Mangodinho até estava a pensar em estabelecer horários para homens e mulheres frequentarem a e limparem a piscina, mas, aquelas fraldas deixadas às pressas por mulheres que se foram lavar no sítio dos homens deixaram-no enfurecido.
- Possas, esse abuso não. Essas senhoras, assim, na capital não vivem. São corridas. Um gajo tenta civilizar e ainda recebe "adubo" de agradecimento? - Vociferou. - Miúdo Russo, você viu a chacota que me fizeram. Todos me diziam "Zequeno é xoné". Você, por me apoiar, também apanhaste por tabela. Agora que o lugar está bem, surgem cavalonas a deixar porcaria na "peixina" e, ainda por cima, a mandar vir? Escreve só, por favor, nessa chapa o que te vou ditar.
Foi assim que Mangodinho pregou a chapa no barrote que plantou a trinta metros do rio, concretamente, no sítio em que as mulheres faziam plantão para espionar se vinha homem da aldeia. Mas as mamãs da OSA, organização das senhoras angolanas, queriam "tratamento igual".
- Não pode ser. Ou as mulheres frequentam a piscina de manhã: tomam banho, lavam os filhos e vão cuidar dos maridos e dos velhos ou os homens tomam banho à tarde, quando vêm dos seus afazeres. O Estado já disse que os direitos têm de ser iguais, senão vamos 'se' queixar no Quem-de-direito. - Ameaçou Kilombo, a senhora coordenadora da OSA.
Toneco Avelino, o responsável máximo da aldeia, a quem se deviam "subordinar" todas as organizações sociais, tinha um assunto bicudo.
Mangodinho tinha razão dele. O próprio Toneco tinha depositado algum descrédito quando lhe foi apresentada a ideia da lagoa. Apenas deixou acontecer para não refrear as ideias quentes que o homem trouxe da Ngwimbi e não prejudicar a revolução na aldeia. Era lema dele. Toneco apelava sempre “quem vai a uma terra distante, mais avançada do que a nossa, tem de trazer outras ideias que nos façam evoluir”. Dizia também, não sei quem lhe pôs tal ideia na cabeça, que “mesmo Luanda, quando começou, também era uma aldeia como a nossa. Apenas as pessoas é que evoluíram e começaram a fazer coisas novas e bonitas”. Por isso, deixou o Mangodinho avançar com a ideia dele da piscina no rio.
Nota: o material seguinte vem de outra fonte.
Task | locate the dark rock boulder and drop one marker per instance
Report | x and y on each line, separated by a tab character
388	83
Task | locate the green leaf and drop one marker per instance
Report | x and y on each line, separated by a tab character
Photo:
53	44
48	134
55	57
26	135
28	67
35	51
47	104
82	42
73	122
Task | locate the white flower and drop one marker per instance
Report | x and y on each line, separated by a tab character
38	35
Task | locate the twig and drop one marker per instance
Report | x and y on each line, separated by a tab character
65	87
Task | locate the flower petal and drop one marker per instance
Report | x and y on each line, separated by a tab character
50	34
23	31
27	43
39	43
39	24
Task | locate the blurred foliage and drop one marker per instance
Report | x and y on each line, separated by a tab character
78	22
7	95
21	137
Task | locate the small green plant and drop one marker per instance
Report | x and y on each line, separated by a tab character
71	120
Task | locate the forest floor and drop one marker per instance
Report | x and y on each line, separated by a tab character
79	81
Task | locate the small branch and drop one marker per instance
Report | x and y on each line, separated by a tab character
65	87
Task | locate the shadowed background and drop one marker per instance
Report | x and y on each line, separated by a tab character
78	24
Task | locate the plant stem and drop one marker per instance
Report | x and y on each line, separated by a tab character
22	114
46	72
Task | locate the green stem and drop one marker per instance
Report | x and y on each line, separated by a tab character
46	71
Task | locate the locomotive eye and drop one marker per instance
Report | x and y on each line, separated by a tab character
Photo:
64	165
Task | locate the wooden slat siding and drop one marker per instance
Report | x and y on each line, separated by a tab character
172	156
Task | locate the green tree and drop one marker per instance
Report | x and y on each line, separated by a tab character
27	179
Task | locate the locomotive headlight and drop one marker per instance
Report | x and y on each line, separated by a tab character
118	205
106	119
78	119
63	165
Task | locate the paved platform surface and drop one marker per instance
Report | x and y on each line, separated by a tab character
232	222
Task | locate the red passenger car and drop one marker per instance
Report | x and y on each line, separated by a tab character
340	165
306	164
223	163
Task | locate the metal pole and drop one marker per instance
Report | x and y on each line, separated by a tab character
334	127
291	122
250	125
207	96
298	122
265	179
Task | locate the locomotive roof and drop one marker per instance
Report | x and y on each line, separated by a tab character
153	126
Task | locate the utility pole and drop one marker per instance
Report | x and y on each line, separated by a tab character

- No dia em que encontrou fraldas à beira da piscina e outros filtros usados somente pela camada feminina, esses objectos foram-me apresentados e estão devidamente registados e depositados em sítio localizável. Está a camarada Kilombo a solicitar reunião urgente. Que fazer? Assim digo que o Mangodinho tem razão dele ou as mulheres é que reclamam com razão?
Toneco foi dormir com cabeça quente. Tem de se acalmar para resolver o assunto que está a dividir a mana Kilombo, o Mangodinho e todos os apoiantes de cada ala.